====== AIX and VIOS Performance with 10 Gigabit Ethernet (Update) ======

In october last year (10/2013) a colleague and i were given the opportunity to speak at the "IBM AIX User Group South-West" at IBMs german headquarters in Ehningen. My part of the talk was about our experiences with the move from 1GE to 10GE on our IBM Power systems. It was largely based on my pervious post [[2013:06:08:aix_vios_10ge_performance]]. During the preperation for the talk, while i reviewed and compiled the previously collected material on the subject, i suddenly realized a disastrous mistake in my methodology.

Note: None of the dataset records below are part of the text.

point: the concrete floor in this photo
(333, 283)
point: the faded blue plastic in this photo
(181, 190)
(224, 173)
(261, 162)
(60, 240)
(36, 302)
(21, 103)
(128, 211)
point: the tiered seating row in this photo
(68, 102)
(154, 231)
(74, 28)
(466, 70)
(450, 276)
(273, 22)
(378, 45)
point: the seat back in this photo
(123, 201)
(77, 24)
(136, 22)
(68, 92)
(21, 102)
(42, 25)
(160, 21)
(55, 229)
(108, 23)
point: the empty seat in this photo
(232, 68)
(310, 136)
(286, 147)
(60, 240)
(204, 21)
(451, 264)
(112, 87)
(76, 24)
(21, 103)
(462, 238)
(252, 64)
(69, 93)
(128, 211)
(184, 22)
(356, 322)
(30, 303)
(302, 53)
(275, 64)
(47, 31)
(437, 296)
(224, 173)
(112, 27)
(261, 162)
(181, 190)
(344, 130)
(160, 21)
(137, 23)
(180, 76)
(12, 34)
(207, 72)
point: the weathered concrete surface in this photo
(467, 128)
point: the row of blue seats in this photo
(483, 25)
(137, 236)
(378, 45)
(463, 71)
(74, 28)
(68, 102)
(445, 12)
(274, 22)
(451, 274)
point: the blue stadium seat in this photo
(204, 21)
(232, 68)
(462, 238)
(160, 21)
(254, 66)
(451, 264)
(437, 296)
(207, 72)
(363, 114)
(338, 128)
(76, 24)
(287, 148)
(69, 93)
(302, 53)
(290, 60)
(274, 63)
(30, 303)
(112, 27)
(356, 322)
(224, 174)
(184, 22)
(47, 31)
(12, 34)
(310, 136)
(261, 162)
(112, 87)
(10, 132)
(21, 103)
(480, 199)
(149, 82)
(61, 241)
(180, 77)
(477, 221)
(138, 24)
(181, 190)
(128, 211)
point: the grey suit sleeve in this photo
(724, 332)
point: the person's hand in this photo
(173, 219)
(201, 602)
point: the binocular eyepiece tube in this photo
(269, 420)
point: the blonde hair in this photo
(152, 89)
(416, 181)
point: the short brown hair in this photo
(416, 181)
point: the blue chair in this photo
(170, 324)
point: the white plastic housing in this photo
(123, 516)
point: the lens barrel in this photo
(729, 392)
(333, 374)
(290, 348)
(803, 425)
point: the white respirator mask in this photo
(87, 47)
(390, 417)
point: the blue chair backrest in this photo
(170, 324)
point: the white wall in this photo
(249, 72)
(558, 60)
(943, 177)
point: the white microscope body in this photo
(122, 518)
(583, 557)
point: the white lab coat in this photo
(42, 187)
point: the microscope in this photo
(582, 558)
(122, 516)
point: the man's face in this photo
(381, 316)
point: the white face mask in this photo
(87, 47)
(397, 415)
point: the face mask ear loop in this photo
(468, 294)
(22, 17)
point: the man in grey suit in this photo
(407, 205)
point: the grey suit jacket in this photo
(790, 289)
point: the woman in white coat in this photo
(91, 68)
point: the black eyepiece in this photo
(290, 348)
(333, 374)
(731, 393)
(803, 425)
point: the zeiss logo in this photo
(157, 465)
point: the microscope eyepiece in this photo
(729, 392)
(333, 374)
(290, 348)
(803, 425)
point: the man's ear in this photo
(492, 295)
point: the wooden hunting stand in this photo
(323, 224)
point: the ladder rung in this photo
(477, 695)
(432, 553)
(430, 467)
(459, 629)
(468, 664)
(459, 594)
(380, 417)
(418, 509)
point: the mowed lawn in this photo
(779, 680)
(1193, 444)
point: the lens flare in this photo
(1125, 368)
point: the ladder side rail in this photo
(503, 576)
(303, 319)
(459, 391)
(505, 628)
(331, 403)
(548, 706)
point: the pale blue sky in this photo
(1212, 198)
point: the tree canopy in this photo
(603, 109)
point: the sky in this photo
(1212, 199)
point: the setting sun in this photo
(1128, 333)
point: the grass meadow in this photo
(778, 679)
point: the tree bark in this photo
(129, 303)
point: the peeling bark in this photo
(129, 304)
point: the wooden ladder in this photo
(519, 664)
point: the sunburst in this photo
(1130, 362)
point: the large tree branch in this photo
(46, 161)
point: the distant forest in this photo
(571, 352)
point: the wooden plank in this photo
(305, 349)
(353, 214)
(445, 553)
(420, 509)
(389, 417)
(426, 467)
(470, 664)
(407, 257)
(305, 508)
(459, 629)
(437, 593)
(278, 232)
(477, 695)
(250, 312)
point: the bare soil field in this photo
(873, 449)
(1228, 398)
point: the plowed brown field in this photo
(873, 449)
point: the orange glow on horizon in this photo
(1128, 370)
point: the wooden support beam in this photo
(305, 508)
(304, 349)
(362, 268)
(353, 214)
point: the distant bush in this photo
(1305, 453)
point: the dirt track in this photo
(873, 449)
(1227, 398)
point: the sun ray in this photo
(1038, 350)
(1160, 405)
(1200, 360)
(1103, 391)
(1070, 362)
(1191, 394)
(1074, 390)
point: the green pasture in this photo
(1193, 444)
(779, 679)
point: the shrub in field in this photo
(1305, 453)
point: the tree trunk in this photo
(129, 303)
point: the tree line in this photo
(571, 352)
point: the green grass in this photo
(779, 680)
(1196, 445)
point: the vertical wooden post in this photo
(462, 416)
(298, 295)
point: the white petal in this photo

Specifically the ''netperf'' program used for the performance tests has a bit of an inadequate heuristic for determining the TCP buffer sizes it will use during a test run. For example:

<cli>
lpar1:/$ netperf -H 192.168.244.137
MIGRATED TCP STREAM TEST from 0.0.0.0 (0.0.0.0) port 0 AF_INET to ...
Recv   Send    Send
Socket Socket  Message  Elapsed
Size   Size    Size     Time     Throughput
bytes  bytes   bytes    secs.    10^6bits/sec
16384  16384   16384    10.00    3713.83
</cli>

with the values "''16384''" from the last line being the relevant part here.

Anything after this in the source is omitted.